Evet, evet bugün gelinen noktada, “işgüzar” lafı yüzünden bir yazara bırakın tazminatı, hapis cezası verilebiliyor. Kocabıyık davasına gelince, yedeklerle birlikte 8 HSYK üyesi, açtıkları tazminat davasında; Ankara 6. Asliye Hukuk Mahkemesi, tek celsede, ek delil için süre bile tanımadan Kocabıyık’a kesilen tazminat tutarı 280 bin lira.
Sezer’i eleştirdiğim için başörtüsü konusundaki tavırlarından dolayı; bu topluma karşı psikolojik bir harptir; bu Hürriyet’in manşetinden ilan edilen bir “Topyekun savaştır” dediğim için Yargıtay Ceza Genel Kurulu oy çokluğu ile ‘mahkûmiyetine..’ karar verdi. Mahkûmiyet kararının gerekçesi, aynen 12 Eylül Anayasasının dili ile kaleme alınmış. Bir “Fakat”la her şey bitiyor.. “Farkında” olduklarını söyledikleri şeyin hiç de farkında olmadıklarını anlamak için, bu işin uzmanı olmaya da gerek yok aslında..

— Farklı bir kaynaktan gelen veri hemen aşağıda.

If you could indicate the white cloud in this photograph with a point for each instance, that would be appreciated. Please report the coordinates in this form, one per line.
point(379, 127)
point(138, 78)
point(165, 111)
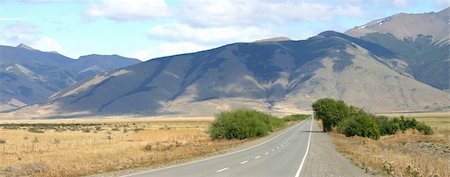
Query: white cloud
point(29, 34)
point(244, 12)
point(10, 19)
point(184, 32)
point(400, 3)
point(168, 49)
point(20, 32)
point(123, 10)
point(442, 3)
point(46, 43)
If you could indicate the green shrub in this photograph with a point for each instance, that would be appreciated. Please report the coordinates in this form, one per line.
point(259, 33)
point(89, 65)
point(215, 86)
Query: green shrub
point(35, 130)
point(295, 117)
point(360, 124)
point(353, 121)
point(243, 123)
point(331, 112)
point(425, 129)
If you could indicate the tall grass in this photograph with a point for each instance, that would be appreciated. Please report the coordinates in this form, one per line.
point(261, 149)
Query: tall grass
point(242, 124)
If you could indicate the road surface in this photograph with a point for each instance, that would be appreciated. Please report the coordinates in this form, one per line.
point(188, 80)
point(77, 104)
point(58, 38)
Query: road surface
point(283, 155)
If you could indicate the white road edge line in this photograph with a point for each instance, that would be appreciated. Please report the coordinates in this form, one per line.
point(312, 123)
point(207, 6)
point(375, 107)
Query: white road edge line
point(214, 157)
point(307, 149)
point(223, 169)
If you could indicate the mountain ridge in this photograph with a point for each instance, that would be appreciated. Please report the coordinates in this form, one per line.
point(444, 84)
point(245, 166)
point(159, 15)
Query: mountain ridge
point(29, 76)
point(278, 77)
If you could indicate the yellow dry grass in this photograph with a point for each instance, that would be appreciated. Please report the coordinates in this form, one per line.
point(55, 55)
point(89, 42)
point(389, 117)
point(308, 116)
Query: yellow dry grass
point(112, 146)
point(407, 153)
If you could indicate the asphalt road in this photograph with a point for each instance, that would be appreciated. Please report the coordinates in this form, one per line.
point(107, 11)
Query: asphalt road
point(283, 155)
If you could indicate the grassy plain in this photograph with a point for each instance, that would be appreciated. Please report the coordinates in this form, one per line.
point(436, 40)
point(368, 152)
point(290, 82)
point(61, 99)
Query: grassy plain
point(408, 153)
point(83, 147)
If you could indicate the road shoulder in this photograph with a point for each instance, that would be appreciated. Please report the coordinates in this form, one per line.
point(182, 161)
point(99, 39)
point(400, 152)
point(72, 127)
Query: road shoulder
point(323, 160)
point(249, 144)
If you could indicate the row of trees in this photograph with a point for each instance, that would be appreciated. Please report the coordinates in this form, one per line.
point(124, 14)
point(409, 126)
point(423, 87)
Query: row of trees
point(352, 121)
point(246, 123)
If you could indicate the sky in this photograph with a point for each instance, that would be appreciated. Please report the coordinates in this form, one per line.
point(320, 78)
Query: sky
point(147, 29)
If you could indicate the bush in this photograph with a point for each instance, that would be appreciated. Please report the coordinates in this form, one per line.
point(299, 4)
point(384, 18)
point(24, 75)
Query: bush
point(360, 124)
point(243, 123)
point(331, 112)
point(35, 130)
point(295, 117)
point(353, 121)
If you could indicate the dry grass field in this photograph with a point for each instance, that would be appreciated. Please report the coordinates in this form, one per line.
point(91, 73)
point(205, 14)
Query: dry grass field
point(407, 153)
point(74, 148)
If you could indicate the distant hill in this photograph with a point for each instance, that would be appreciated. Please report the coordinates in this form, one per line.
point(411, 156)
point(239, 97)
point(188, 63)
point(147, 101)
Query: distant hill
point(29, 76)
point(420, 40)
point(280, 77)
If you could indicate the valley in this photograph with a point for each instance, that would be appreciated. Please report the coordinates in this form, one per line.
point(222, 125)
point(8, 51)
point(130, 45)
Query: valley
point(84, 147)
point(224, 88)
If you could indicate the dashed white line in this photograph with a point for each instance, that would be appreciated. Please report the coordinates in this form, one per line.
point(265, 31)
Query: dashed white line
point(223, 169)
point(299, 170)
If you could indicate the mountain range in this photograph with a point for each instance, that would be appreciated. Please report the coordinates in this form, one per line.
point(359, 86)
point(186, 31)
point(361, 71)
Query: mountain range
point(29, 76)
point(398, 63)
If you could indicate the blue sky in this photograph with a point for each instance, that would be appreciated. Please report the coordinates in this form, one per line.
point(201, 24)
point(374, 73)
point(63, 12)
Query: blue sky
point(147, 29)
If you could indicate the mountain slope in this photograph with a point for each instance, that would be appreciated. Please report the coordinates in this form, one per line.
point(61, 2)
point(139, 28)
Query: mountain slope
point(421, 42)
point(285, 76)
point(30, 76)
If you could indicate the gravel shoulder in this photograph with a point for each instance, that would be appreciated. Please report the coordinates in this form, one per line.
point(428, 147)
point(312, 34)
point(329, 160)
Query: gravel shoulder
point(324, 161)
point(245, 145)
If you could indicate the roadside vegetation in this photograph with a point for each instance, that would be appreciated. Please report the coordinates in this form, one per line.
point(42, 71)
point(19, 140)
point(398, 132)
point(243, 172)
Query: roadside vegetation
point(353, 121)
point(409, 145)
point(96, 146)
point(247, 123)
point(91, 146)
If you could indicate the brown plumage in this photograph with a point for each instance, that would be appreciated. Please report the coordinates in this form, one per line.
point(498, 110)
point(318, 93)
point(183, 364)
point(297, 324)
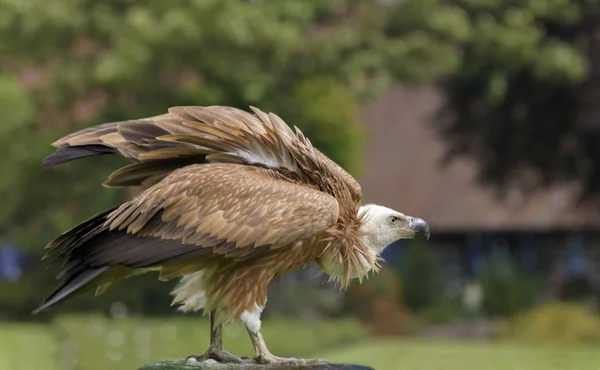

İşte böyle, yargı kararı ile doğru söylediğiniz için 9 köyden kovulmak da var böyle.
CHP onun için AYM ve HSYK konusunda canhıraş bir savunma gayretine girdi.. Son bir umut, son kaleleri belli..
Ama kendilerine yazık ediyorlar.. Bunlara güvenen yargı içinde hâlâ birileri varsa, kendileri bilir..
Birilerinin bu işlerin böyle gitmeyeceğini bilmesi gerek.
Ne demişler: Alma mazlumun ahını, çıkar aheste aheste.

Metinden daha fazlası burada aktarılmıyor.